David Cooper - Chief Photographer

Wet Snow that never stops!!!

I had to put on my full mountain-top gear to walk five minutes to cover the medal ceremony last night! It has been snowing a wet gentle snow continuously since yesterday at noon. The cameras seem to be taking it better than me. Canon gave out rain covers to all the Photogs at the Olympics and Bernie Weil, who did a great job at Alpine, gave me one of his. Thanks Bernie! Johnny Hayward, the west coast shooter for Canadian Press said yesterday that since he arrived in Vancouver a few years ago he has bought $8,000 worth of Gortex. I think he was exagerating for effect, but, maybe not. Coastal mountain climate, I almost wish it was colder so the snow would be dry... almost.

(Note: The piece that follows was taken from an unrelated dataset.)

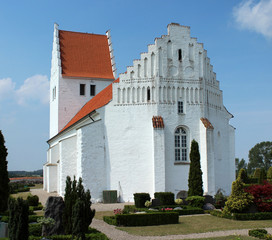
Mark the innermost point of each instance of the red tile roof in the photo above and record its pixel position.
(98, 101)
(157, 122)
(206, 123)
(85, 55)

 Josh Dueck of Canada receives his Silver Medal in the Men's Slalom - Sitting at Whistler Medals Plaza.

Packing all the gear up the chairlift can be tricky. The most important thing is to beaner (eds note, Coop means carabiner) everthing on so it can't fall. Johnny Hayward thought I looked like Steve Russell with all his stuff.

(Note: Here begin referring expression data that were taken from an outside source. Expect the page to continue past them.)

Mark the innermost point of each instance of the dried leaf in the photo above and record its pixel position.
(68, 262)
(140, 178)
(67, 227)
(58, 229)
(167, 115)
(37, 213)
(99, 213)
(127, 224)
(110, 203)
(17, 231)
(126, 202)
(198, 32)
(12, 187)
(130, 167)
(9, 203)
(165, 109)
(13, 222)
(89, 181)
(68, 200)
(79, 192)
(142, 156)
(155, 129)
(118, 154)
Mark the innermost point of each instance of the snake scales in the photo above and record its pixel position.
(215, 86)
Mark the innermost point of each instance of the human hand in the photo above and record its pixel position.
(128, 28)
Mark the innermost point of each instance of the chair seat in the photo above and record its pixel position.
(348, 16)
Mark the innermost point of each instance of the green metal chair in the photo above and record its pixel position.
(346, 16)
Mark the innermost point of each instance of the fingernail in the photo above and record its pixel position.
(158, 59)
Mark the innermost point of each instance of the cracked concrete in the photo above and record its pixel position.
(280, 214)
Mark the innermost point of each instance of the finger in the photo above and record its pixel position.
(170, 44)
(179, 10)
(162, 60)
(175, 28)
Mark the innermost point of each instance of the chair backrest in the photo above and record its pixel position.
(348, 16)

I took the 500mm, 300mm, two Mark IV's and all the shorter lenses in the ThinkTank roller. Then a backpack for the laptop, a Newswear vest for all the stuff, like a 1.4x extender and a lot of microfiber cloths, and the rain cover for the 500mm.

The morning was sunny... for a while, but, I've learn not to trust that. The first runs were in backlit sunshine. They were pretty good.  Since I was learning what to expect for the second run (the final) I shot a lot of frames just tracking them and seeing where they stopped and where they looked. The trouble was that there are TWO SCOREBOARDS one on either side of the finish. So they skiers would look at one or the other. 

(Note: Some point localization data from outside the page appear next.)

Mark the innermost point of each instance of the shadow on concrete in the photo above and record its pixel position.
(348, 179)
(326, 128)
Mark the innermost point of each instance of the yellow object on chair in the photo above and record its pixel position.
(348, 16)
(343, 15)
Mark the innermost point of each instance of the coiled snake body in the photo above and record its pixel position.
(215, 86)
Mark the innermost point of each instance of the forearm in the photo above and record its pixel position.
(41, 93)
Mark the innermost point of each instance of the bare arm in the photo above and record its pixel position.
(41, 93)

 Viviane Forest #10 and guide Lindsay Debou of Canada won Silver in the final  run of the Women's Slalom - Visually Impaired. 

In the afternoon the snow started to come down hard. We got wet. The cameras got wet, and the pictures got worse because of the poor visability. I had been standing in the photo area to the skiers right. This was a large area during the Olympics but not full at all now. Halfway through the final it was looking like a better bet to go to the other side. So I hiked around the bottom to the smaller photo area on the skiers left. Trouble is, it was full. At the very end a Japanese Photographer was just standing waiting. I asked if I could go in behind him and he said the Japanese skier was coming soon. I Said, "Canadian skier afterward?"  He said OK. That gave me a high corner spot to shoot with just a minute to spare and sure enough the best pictures of Josh Dueck  winning silver were from that side. I used the 500mm. I had NO time to switch to the 300mm (it would have been better and safer) and made pictures of him as he swept thru arms raised.

Josh Dueck of Canada wins the Silver Medal in the Men's Slalom - Sitting at Whistler Creekside.

All in all it was a fabulous day on the mountain. I have not covered an alpine event for a long time. I almost missed this one. The office was debating sending us to Revelstoke for the Avalanche. (500km by road through the mountains). I'm glad I got to stay.

Viviane Forest #10 and guide Lindsay Debou of Canada finished in 2nd spot after the first run of the Women's Slalom - Visually Impaired. They would win silver.

Colette Bourgonje won the first Paralympic medal for Canada, a silver in the 10km sit-ski cross-country. 

Viviane Forest and guide Lindsay Debou (left) of Canada receive their Silver medals for the Women's Slalom - Visually Impaired.